Le tribunal d'application des peines de Châteauroux examine mardi la demande de libération conditionnelle déposée par Jean-Claude Romand. Le faux médecin de l'OMS a passé 25 ans en prison pour l'assassinat de sa femme, ses deux enfants et ses parents en 1993.

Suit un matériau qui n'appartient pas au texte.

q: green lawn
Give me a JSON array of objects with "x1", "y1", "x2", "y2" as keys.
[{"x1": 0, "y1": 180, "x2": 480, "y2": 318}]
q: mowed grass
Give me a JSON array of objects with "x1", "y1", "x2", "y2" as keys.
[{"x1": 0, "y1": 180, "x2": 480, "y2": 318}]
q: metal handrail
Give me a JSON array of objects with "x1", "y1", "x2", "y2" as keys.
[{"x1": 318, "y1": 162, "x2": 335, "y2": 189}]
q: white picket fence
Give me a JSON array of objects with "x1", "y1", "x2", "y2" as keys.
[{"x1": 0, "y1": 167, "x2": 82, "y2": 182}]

Jusque dans sa cellule de la maison d'arrêt de Saint-Maur, Jean-Claude Romand profitait de son aura de médecin. Une bizarrerie pour cet homme de 64 ans qui n'a jamais passé la deuxième année de médecine. Ce mardi va se jouer la troisième partie de la vie de cet homme qui a menti pendant des années à sa famille avant de tuer sa femme, ses enfants et ses parents une fois son mensonge sur le point d'être découvert. Jean-Claude Romand a été condamné à la réclusion criminelle à perpétuité avec une période de sûreté de 22 ans. Il demande désormais sa libération conditionnelle.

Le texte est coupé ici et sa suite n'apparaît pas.